State appeals order on voter registration
Three days after a federal judge gave Texas a month and a half to implement a system that would allow motorists to register to vote when they update their driver’s license information online, state officials appealed.
Chief U.S. District Judge Orlando Garcia issued a judgment Friday that gives the state 45 days from its filing to “permit simultaneous voter registration with online driver’s license renewal and change-of-address transactions.” The seven-page judgment came a month after a finding the state violated federal law designed to ease the voter registration process.
Friday’s judgment also would give the state two weeks to create an education plan to make sure voters know about the new registration option. The judgment would also place Texas under monitoring for three years, requiring state officials to submit data during that period to lawyers for the Texas Civil Rights Project, which sued Texas in 2016 over allegations that it violated the law.
But the group only had hours to celebrate. Texas Attorney General Ken Paxton filed a notice Monday afternoon saying he has appealed the matter to the 5th U.S. Circuit Court of Appeals in New Orleans, where his office has readily been able to block lower-court rulings against the state in cases having to do with voter rights and other electiontype cases.
A spokeswoman said Paxton’s office had no further comment Monday.
In a prior ruling in April, Garcia found state officials violated the National Voter Registration Act — often called “motor voter” — and the equal protection clause of the U.S. Constitution, by Texas’ disparate treatment of voters who want to change their driver’s license addresses in person and those who want to do so online.

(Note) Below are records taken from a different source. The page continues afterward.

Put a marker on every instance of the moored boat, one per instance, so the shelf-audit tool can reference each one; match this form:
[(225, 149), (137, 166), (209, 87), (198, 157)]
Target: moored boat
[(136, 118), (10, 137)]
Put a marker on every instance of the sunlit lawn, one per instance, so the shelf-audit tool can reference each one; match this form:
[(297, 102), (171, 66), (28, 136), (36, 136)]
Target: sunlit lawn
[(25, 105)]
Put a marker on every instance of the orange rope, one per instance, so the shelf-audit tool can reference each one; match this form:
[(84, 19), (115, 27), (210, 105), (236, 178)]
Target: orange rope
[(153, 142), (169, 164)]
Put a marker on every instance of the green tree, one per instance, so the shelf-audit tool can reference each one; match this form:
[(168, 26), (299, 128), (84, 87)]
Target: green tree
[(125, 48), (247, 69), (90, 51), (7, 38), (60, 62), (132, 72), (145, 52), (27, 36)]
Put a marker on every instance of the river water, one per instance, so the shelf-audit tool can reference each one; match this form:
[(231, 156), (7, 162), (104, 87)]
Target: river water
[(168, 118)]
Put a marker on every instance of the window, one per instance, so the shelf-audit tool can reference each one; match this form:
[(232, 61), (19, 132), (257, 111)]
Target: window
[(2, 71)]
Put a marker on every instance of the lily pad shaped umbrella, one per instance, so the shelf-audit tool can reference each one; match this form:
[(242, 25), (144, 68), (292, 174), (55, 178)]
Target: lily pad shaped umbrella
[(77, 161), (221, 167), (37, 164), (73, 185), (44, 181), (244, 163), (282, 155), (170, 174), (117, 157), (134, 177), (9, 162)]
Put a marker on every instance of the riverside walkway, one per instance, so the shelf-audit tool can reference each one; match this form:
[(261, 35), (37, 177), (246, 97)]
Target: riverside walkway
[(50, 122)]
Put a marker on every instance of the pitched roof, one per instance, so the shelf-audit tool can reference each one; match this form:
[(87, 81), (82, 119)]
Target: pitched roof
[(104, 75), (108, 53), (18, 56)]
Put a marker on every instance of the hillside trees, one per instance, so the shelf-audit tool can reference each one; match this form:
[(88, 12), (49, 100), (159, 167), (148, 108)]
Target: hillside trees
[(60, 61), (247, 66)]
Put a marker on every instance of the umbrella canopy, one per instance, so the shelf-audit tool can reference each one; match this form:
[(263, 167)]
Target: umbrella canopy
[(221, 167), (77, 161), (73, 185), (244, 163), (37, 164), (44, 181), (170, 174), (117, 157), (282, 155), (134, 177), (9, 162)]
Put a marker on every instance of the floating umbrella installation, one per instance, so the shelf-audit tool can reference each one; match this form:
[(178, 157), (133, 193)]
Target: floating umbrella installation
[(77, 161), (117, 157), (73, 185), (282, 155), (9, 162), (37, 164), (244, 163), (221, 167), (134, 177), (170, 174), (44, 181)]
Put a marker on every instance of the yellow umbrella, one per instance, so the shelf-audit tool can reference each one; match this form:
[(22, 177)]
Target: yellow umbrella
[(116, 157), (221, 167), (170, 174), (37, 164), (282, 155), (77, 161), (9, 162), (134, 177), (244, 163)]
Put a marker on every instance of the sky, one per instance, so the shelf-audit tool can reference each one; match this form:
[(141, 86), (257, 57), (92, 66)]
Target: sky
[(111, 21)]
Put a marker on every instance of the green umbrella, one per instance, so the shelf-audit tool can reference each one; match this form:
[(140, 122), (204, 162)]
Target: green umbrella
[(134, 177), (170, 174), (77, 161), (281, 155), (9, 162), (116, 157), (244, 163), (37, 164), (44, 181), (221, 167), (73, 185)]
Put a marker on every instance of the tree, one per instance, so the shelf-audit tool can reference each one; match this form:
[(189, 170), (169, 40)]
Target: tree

Currently, Texans who move to a different county and change their address online with the Department of Public Safety have to print out a different form and mail it to their new county elections office, even after checking a box indicating they want their voter registration changed.
But when that change is made in person, DPS automatically ships the new address to the voter registration office and updates the voter’s information.
In that previous ruling, the judge asked for proposals to fix the violations. The Texas Civil Rights Project submitted a list of proposed solutions that gives the Texas Department of Public Safety 45 days to create a system that would ask online users if they want to register, or update their address on voter rolls, with every driver’s license transaction.